Après le port de Liverpool, d’autres sites britanniques sont dans le viseur du Comité du patrimoine mondial de l’Unesco. Selon The Guardian, l’institution a notamment confirmé que Stonehenge pourrait être inscrit sur la liste des patrimoines en péril. Si cette inscription est loin de signifier un retrait, il s’agit d’un signal d’alerte comme le rappelle le quotidien anglais.

Avant son retrait, annoncé le 21 juillet dernier, le port marchand de Liverpool avait été placé sur la liste du patrimoine en danger en 2012. Cette dernière compte actuellement 52 sites. Jusqu’à présent, ils sont seulement trois à avoir perdu leur statut.
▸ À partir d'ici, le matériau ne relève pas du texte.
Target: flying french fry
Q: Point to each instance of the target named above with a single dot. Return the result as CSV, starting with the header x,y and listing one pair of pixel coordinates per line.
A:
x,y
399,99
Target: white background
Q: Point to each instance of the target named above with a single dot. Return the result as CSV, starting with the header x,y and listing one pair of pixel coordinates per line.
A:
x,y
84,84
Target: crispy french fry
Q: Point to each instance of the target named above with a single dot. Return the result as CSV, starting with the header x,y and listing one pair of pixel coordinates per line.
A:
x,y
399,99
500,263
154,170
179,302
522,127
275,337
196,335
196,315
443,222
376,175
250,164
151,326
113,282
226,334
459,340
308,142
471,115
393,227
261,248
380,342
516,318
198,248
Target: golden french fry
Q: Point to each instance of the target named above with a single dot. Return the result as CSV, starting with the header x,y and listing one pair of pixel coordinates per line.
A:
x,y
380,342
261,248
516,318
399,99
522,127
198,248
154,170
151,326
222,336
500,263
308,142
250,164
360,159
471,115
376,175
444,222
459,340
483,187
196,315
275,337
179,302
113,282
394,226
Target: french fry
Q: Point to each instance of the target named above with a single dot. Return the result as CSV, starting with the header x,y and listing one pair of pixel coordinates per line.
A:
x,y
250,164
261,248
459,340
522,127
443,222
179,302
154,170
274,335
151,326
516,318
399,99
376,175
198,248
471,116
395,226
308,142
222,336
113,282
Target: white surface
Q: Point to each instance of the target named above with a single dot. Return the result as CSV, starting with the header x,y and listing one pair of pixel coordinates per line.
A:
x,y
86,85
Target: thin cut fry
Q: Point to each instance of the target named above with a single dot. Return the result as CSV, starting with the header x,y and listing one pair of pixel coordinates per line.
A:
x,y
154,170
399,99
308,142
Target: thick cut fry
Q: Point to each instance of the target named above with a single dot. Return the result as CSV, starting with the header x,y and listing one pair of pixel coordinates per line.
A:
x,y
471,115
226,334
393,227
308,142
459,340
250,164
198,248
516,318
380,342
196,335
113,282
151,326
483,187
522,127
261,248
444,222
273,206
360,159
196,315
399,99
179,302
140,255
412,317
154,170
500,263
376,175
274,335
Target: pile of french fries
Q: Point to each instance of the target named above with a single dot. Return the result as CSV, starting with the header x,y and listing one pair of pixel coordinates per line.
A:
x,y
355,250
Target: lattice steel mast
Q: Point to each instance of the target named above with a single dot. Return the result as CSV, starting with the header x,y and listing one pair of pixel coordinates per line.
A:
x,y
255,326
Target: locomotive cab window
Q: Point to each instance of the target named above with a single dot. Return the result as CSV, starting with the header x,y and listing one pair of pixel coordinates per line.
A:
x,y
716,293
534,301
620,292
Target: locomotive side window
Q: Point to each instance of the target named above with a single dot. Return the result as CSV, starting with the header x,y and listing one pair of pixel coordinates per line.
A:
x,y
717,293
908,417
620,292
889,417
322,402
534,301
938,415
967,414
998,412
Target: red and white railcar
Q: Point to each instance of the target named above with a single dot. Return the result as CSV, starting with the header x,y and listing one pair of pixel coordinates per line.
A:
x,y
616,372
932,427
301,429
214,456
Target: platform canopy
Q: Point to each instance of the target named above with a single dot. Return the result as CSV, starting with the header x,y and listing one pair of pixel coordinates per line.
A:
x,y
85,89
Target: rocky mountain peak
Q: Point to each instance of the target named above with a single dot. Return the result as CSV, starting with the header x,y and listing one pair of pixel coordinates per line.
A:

Le quartier des docks de la ville britannique, le sanctuaire de l’oryx arabe à Oman en 2007 et la vallée de l’Elbe à Dresde en Allemagne en 2009 ont connu le même sort. Comme dans le cas de Liverpool, ce sont des aménagements modernes qui font peser des craintes sur le statut de ces lieux détaille The Guardian.

Construction dénoncée par l'opinion publique 

Le plus connu, le cercle de pierre de Stonehenge, est menacé par un projet de tunnel autoroutier de 3,2 kilomètres. Cette infrastructure est destinée à fluidifier le trafic de l’autoroute A303 qui passe à environ 200 mètres du monument mégalithique datant du Néolithique. Ce projet étudié de longue date, a reçu une accélération en novembre 2020 avec la validation d’un plan de 1,7 milliard de livres sterling (2,1 milliards de francs) par le secrétaire d’État aux Transports.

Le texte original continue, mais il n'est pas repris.